In the last 25 years, photographer David McMillan went back to Chernobyl and Pripyat over twenty times, and collected all his photographical material in a book titled The Zone that brings us testimonies of the desolation reigning over the exclusion zone.
It was the night of April 26,1986, when one of the reactors at Chernobyl Nuclear Power Plant exploded. The roof was destroyed, and a cloud of radioactive material was generated. In the following two weeks, it caused the death of thousands of people, and over 350,000 were evacuated. A few days after the accident, a so-called exclusion zone was established on a 30 km2area around the plant, and its inhabitants had to flee their homes.
The Chernobyl disaster is considered the worst nuclear power plant accident in history, a horrible story that marked and changed the past few decades.

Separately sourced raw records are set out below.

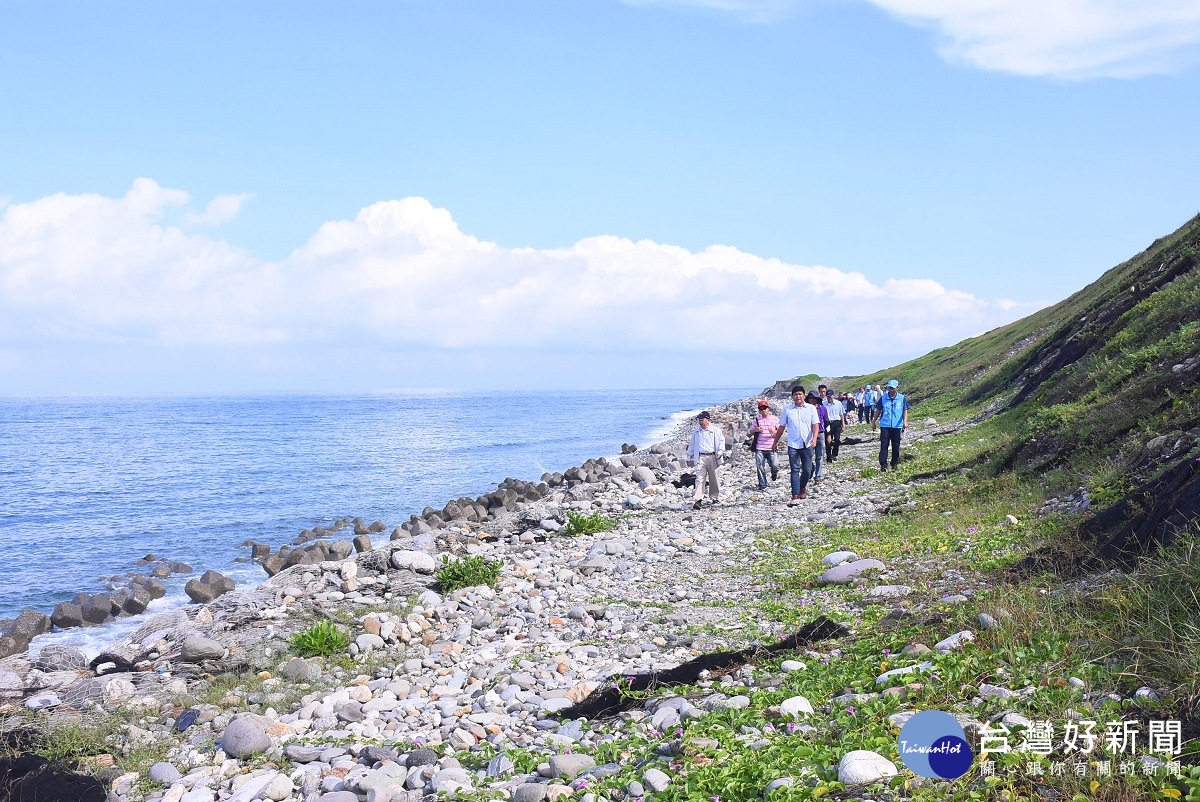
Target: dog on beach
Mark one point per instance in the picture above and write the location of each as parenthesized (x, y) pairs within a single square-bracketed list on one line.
[(684, 480)]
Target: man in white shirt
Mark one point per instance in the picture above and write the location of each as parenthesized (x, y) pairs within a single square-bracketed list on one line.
[(705, 450), (801, 423)]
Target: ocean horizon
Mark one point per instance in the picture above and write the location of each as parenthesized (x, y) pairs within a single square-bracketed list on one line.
[(91, 484)]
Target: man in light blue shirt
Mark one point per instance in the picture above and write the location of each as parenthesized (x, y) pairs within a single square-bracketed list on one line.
[(837, 413), (893, 420), (801, 423)]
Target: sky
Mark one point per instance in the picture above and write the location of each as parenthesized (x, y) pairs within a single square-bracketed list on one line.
[(229, 197)]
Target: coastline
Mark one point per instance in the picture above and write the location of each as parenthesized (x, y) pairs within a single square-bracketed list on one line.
[(439, 675), (93, 635)]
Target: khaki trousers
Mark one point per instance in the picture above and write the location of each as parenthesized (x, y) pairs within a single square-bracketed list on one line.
[(707, 476)]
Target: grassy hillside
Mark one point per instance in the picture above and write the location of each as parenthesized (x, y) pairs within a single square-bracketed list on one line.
[(1101, 390)]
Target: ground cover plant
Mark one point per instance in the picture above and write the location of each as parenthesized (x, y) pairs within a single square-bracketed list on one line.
[(323, 639), (579, 524), (467, 572)]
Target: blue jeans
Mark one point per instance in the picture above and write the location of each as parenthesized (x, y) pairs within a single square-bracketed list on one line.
[(801, 461), (889, 436), (762, 459)]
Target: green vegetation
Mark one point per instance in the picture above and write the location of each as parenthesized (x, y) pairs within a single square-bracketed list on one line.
[(579, 524), (468, 572), (324, 638)]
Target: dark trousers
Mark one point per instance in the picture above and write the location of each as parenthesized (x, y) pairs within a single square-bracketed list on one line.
[(763, 458), (889, 436), (799, 460), (834, 443)]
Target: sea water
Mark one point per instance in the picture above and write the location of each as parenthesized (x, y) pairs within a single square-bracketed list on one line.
[(90, 485)]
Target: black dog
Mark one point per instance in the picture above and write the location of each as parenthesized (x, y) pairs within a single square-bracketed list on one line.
[(685, 480)]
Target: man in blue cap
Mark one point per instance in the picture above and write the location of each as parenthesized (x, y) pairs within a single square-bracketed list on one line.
[(893, 420)]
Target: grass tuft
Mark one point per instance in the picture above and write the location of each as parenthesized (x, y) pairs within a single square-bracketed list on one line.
[(323, 639), (579, 524), (468, 572)]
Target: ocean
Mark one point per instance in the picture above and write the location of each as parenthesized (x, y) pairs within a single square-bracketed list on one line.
[(90, 485)]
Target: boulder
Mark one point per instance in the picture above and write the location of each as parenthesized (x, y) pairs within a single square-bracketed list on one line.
[(839, 557), (137, 602), (642, 473), (28, 626), (570, 765), (67, 615), (795, 707), (244, 737), (197, 648), (341, 549), (864, 766), (95, 608), (414, 561), (850, 572), (60, 658), (209, 586)]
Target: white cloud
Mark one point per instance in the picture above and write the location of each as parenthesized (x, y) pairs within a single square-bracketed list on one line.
[(1066, 39), (221, 209), (1061, 39), (89, 269)]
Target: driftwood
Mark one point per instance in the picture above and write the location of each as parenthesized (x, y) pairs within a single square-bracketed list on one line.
[(611, 700)]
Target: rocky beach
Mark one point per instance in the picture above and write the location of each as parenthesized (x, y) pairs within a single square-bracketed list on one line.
[(465, 692)]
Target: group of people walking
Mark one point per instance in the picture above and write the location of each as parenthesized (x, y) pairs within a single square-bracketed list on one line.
[(814, 424)]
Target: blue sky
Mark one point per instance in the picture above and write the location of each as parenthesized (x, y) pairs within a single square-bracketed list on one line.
[(1006, 151)]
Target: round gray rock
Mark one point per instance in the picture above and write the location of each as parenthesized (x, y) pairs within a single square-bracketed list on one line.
[(243, 738), (201, 648)]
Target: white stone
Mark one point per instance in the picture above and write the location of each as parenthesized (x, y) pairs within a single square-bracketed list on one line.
[(864, 766), (954, 642), (883, 678), (795, 707), (414, 561), (838, 557), (889, 592)]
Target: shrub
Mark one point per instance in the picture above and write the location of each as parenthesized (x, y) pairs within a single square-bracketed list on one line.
[(579, 524), (468, 572), (322, 639)]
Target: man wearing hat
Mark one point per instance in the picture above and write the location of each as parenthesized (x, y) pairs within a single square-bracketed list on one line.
[(705, 450), (893, 420), (765, 425)]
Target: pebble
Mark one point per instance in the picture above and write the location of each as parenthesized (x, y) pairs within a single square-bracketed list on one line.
[(954, 642), (795, 707), (864, 766), (850, 572), (657, 779)]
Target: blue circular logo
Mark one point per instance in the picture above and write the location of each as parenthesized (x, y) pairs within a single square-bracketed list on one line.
[(933, 744)]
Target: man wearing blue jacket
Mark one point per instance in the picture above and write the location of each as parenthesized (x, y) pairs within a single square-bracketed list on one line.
[(893, 412)]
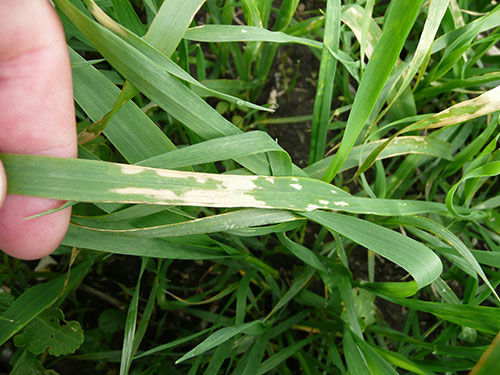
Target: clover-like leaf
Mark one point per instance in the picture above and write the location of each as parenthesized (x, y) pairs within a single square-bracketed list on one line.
[(45, 332)]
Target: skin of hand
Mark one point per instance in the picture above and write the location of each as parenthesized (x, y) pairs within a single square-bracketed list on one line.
[(36, 117)]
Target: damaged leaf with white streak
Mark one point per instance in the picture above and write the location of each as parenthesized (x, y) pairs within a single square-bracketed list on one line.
[(98, 181), (484, 104)]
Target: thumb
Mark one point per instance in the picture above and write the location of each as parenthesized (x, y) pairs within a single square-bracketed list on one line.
[(3, 184)]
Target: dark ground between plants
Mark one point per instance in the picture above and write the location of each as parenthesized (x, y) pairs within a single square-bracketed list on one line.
[(101, 302)]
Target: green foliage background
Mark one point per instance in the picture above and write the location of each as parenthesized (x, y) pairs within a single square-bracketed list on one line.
[(215, 253)]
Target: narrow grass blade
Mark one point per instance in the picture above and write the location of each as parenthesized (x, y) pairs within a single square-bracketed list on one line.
[(130, 325), (156, 83), (163, 61), (440, 231), (224, 148), (487, 170), (482, 318), (219, 337), (405, 145), (398, 22), (126, 15), (37, 298), (131, 131), (302, 252), (490, 361), (437, 9), (172, 19), (484, 104), (375, 363), (282, 355), (235, 33)]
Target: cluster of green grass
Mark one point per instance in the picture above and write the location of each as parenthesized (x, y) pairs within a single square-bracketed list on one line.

David McMillan defied the dangers of contamination to bring us testimonies of time’s effects on a place that could otherwise have gone forgotten, buried under the passing years.
In 1994, during his first journey through the exclusion zone, the photographer was not sure of what he would find. Now his shots reveal it. In 1986, the evacuation came so unexpected that people had to leave their homes, offices, schools and public buildings right on the spot, and David found the city just as it was left.
Going back regularly to these same places has also allowed him to capture the marks that the passing of time has been leaving on them. On the crumbling walls, in the nature that takes over playgrounds and buildings, on the decaying books and billboards.
And yet, although objects and buildings will eventually go lost, the people they belonged to will not be forgotten.